= The Great British Cheese Festival =

Food festival held in Wales

The Great British Cheese Festival, is a festival held in Wales (previously held in the South or West of England) on the last weekend of every September.

== History ==
The first annual event was held in 2000 in Oxfordshire, and was founded by Juliet Harbutt. Each year it is preceded by the British Cheese Awards, a ceremony which Harbutt created in 1994, judged by food experts and farmers, in which the best cheeses are awarded bronze, silver and gold medals.

All cheeses are tasted blind, and the winners can then display their awards during the public-attended festival.

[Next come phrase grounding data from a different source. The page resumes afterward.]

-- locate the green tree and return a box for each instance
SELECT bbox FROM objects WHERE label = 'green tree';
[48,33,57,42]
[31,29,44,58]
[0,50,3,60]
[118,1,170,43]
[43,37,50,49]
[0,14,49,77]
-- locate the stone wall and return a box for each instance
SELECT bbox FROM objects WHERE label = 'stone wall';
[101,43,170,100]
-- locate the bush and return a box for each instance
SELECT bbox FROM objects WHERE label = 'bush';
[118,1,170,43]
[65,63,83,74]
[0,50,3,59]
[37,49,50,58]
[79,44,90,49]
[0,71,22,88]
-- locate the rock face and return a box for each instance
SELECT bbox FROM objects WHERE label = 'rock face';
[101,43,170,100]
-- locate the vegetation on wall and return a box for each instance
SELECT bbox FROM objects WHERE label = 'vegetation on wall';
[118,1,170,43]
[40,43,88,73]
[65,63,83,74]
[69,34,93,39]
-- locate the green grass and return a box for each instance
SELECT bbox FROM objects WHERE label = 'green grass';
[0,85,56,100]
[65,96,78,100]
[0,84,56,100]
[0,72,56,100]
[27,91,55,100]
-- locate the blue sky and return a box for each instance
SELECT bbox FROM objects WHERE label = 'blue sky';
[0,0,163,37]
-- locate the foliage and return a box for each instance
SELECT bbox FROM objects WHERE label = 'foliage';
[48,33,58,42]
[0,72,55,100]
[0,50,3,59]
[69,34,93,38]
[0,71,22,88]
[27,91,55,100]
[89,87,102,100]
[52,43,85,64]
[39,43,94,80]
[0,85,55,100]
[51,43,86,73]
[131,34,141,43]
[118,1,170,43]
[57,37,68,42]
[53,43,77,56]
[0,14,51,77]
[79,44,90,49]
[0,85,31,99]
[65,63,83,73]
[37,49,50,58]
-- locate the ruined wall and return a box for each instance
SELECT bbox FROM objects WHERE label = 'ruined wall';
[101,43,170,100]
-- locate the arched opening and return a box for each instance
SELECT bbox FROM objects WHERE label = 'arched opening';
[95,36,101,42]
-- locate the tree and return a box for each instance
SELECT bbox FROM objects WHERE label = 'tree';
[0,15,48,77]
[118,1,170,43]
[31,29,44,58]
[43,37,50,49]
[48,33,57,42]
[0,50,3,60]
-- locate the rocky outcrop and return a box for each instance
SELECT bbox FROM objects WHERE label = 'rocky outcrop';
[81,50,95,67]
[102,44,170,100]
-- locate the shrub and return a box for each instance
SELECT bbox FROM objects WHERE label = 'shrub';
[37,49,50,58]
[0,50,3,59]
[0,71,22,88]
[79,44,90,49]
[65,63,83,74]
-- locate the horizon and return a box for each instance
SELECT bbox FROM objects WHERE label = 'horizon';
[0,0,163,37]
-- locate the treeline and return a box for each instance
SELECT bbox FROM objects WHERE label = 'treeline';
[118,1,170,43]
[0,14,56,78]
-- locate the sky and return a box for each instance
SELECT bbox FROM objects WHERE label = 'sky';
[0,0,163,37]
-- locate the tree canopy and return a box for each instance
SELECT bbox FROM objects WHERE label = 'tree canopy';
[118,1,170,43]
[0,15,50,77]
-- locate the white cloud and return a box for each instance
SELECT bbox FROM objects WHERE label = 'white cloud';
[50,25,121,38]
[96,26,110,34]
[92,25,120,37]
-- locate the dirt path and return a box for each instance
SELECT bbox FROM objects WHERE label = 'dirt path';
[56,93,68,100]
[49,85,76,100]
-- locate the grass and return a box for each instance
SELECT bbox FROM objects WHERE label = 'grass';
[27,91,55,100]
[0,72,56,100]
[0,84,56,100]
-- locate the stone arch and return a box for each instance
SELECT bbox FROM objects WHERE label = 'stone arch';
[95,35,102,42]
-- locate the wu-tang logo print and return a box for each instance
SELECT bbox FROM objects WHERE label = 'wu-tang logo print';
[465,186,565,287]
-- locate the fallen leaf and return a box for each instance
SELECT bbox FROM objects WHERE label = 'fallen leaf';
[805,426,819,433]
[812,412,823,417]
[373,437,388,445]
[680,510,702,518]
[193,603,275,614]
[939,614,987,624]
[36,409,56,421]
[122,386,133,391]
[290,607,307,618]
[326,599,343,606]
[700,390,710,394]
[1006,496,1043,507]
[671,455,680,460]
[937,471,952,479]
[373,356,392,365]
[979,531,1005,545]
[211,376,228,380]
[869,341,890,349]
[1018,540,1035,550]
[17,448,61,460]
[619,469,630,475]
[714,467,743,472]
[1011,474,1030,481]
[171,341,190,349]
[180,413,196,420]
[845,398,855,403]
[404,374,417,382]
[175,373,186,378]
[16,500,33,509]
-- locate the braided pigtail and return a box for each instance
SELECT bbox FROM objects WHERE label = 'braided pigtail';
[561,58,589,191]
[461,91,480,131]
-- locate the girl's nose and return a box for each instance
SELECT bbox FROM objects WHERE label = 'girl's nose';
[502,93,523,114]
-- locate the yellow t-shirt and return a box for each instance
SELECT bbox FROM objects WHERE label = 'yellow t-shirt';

There are usually a variety of events at the festival such as seminars, masterclasses, and cheesemaking demonstrations.

The event moved to Cheltenham in Gloucestershire in 2005. In 2006 the Sunday of the weekend was cancelled at great cost after the venue experienced flooding, and the decision was made to return to Oxfordshire in 2007.

Early in 2008 the festival was sold to Cardiff Council; subsequently the event has been held in the grounds of Cardiff Castle in 2008, 2009, 2010, and 2011.

The 2012 Great British Cheese Festival was held at Cardiff Castle on Saturday, September 22, and Sunday, September 23.

In 2015, Harbutt returned to her native New Zealand.